Thursday, November 22, 2018

What are the advantages and disadvantages of the euro system? Explain.

The euro system has created a large zone within Europe in which various countries all share the same currency.  This single currency system has one major advantage, as well as one major disadvantage.
The major advantage of having a single currency is that it makes trade between countries much easier.  It does this in a number of ways.  Companies that want to trade within the euro zone do not have to exchange currency in order to do so.  This reduces the cost of buying and selling across national borders.  People and companies who want to shop can do so much more easily because they know what the prices offered by suppliers in various countries mean.  Imagine if you are a car manufacturer and you want to compare the price of parts made by suppliers in five different countries.  This requires you to calculate exchange rates, which takes time and therefore costs more money.  With a single currency, you do not have to do this.  In addition, with a single currency, this hypothetical auto maker would not have to worry about changes in the exchange rate.  Since their country and the suppliers’ countries all have the same currency, they know that changes in exchange rates will not change their costs.  In all of these ways, and more, the existence of the euro makes it easier for people and companies in the euro zone to trade with one another, even if they are in different countries.

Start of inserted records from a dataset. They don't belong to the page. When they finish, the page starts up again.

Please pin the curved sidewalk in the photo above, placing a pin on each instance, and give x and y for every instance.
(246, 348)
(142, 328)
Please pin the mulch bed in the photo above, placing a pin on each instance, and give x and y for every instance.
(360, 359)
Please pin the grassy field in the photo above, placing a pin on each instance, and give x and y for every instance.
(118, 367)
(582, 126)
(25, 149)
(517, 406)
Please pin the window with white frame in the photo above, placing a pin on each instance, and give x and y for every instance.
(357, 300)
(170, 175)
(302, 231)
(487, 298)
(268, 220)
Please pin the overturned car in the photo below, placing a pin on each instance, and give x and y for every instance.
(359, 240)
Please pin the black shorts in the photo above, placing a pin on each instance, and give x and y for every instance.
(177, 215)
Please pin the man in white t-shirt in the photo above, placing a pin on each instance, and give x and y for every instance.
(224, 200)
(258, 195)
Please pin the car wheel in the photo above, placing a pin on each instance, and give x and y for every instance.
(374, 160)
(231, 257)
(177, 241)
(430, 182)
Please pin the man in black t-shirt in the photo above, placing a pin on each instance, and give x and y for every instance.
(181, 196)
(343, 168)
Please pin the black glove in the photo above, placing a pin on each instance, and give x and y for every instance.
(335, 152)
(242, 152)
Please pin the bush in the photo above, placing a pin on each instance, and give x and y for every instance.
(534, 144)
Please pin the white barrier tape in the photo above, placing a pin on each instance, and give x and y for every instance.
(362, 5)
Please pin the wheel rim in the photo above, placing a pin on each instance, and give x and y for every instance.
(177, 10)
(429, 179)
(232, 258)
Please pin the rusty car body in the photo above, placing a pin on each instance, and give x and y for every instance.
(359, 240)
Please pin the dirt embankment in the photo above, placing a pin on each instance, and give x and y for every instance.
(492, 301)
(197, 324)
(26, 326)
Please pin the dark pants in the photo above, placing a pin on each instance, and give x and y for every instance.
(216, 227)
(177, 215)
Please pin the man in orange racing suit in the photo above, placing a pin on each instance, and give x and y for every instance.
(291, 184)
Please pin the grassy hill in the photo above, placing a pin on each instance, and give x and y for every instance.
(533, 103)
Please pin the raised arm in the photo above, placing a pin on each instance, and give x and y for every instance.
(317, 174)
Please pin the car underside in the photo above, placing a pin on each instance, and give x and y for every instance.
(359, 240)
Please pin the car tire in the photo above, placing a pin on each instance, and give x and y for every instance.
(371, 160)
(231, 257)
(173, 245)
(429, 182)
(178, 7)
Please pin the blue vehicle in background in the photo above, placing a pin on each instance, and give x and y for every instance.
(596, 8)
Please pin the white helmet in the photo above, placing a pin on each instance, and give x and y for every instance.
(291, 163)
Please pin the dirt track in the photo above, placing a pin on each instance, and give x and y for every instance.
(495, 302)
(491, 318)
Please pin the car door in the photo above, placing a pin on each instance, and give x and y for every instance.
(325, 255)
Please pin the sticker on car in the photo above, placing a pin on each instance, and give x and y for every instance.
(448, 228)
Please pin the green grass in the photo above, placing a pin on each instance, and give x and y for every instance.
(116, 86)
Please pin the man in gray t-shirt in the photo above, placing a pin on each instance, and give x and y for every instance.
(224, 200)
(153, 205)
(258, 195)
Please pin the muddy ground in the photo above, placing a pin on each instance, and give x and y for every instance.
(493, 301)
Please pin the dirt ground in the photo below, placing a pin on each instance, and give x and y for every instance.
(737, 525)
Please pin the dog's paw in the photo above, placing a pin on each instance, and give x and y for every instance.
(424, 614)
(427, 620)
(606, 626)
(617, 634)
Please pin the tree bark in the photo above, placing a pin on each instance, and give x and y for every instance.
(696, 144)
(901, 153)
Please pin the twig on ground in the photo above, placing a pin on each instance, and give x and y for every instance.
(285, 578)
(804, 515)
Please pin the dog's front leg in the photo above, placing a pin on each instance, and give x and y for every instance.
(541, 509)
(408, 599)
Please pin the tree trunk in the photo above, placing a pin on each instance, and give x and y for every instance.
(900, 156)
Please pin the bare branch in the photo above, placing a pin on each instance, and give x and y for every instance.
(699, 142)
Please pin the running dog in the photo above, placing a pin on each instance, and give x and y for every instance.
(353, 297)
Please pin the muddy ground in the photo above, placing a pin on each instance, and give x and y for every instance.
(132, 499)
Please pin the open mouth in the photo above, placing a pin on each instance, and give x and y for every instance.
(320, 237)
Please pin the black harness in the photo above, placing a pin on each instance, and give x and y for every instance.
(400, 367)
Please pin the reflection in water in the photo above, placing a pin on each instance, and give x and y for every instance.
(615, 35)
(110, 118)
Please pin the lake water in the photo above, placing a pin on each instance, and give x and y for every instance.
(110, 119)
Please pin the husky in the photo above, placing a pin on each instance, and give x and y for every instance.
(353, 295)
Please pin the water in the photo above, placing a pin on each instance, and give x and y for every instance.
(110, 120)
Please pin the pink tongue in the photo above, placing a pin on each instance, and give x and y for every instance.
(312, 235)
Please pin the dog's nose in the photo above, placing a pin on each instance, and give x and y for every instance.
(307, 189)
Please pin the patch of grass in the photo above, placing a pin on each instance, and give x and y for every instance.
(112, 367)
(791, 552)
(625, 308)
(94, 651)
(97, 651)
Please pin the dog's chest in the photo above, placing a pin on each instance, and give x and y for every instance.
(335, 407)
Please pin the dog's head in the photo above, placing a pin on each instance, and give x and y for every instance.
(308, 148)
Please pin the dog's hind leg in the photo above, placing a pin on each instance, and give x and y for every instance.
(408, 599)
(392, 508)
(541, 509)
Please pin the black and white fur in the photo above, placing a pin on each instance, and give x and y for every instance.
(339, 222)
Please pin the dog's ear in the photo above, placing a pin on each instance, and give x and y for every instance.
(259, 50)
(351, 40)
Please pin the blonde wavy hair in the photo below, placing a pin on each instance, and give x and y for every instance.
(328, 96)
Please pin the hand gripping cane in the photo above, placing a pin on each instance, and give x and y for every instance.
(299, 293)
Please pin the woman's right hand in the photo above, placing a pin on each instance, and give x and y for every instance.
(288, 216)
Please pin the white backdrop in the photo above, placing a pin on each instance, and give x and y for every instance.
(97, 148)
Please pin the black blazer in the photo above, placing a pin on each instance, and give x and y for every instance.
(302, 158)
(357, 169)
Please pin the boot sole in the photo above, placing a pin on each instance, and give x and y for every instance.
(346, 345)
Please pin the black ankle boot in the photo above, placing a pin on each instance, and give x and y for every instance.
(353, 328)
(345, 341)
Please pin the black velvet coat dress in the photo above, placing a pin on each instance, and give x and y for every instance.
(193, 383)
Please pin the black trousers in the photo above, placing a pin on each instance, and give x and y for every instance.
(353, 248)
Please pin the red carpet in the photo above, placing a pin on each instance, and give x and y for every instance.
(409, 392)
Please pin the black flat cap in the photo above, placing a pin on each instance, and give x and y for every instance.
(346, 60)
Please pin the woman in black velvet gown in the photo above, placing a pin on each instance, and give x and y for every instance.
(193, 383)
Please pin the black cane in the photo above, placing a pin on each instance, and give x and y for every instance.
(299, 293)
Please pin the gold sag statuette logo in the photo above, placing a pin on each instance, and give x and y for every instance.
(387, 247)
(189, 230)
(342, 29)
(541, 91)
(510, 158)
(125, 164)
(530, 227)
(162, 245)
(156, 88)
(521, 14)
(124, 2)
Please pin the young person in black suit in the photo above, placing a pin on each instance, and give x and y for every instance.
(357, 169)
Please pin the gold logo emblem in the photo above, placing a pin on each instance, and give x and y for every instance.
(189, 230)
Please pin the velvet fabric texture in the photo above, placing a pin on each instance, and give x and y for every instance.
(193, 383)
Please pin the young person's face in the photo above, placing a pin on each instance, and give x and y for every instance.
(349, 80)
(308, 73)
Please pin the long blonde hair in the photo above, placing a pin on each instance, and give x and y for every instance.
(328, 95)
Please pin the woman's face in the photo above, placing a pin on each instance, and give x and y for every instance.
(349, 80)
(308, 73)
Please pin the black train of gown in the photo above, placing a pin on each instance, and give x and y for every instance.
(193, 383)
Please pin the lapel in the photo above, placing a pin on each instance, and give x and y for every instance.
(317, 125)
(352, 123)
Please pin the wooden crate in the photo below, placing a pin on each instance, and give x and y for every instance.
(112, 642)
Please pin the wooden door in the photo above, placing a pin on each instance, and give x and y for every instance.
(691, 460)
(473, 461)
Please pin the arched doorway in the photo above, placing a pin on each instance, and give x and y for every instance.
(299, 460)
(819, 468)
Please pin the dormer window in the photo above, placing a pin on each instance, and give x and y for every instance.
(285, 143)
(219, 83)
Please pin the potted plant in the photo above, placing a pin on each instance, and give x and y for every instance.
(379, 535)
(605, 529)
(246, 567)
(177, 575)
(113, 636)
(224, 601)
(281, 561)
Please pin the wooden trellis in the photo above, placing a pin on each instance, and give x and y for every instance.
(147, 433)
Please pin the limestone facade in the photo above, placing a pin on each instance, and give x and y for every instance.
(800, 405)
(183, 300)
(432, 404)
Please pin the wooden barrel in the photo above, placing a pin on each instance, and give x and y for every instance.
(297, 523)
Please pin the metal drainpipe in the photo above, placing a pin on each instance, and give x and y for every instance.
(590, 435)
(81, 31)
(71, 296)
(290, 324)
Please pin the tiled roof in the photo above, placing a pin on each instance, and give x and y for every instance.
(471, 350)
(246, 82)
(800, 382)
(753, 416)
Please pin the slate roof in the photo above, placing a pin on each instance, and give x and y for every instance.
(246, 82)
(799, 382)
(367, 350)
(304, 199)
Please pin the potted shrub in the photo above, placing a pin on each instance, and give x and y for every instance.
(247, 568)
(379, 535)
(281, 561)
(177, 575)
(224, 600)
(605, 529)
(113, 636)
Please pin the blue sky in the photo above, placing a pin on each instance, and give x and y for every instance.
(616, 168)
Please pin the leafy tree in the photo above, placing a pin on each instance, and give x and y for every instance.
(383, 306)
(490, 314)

The major disadvantage of the single currency has to do with the economies of specific countries.  The problem is that you have many countries with very different economies all tied to the same currency.  This makes it impossible for different countries to change their monetary policies to adjust for the needs of their economies.  For example, if Greece is in a recession but other euro zone countries are not, Greece cannot simply implement a looser monetary policy because it does not have its own currency.  Similarly, countries cannot devalue their currency when they are part of the euro zone. This was another problem for Greece in its recent economic crisis.  If it had had its own currency, it could have allowed it to devalue, which would have helped the Greek economy significantly.  When countries with different economies are linked together in a single currency, they can be harmed because they all have to have the same monetary policies and currency values even though it might be better for separate countries to have separate policies.
Thus, the euro system is good for business in general because it makes it cheaper and easier to do business between countries.  However, the euro system’s major disadvantage is that it does not allow different countries to have different policies that fit their respective economies.